Evelynn Hammonds
Barbara Gutmann Rosenkrantz Professor of the History of Science and Professor of African and African-American Studies
- Harvard University

Evelynn Hammonds is the Barbara Gutmann Rosenkrantz Professor of the History of Science and Professor of African and African-American Studies at Harvard University, and former Dean of Harvard College. She is the author of Childhood’s Deadly Scourge: The Campaign to Control Diphtheria in New York City , 1880–1930 (Johns Hopkins University Press, 1999). She has published articles on the history of disease, race and science, African American feminism, African American women and the epidemic of HIV/AIDS, and analyses of gender and race in science and medicine. She is also the author of the article is “Gendering the Epidemic: Feminism and the Epidemic of HIV/AIDS in the United States, 1981-1999” which appears in Science, Medicine, and Technology in the 20th Century: What Difference Has Feminism Made? (2000).
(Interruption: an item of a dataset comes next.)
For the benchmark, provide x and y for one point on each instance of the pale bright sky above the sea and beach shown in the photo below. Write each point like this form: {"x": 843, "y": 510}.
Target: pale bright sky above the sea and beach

Professor Hammonds earned a Ph.D. from Harvard University Department of History of Science, an S.M. in physics from MIT, a B.E.E. in electrical engineering from the Georgia Institute of Technology, and a B.S. in physics from Spelman College. She was the founding director of the MIT Center for the Study of Diversity in Science, Technology, and medicine. Professor Hammonds has been a Visiting Professor at UCLA and Hampshire College.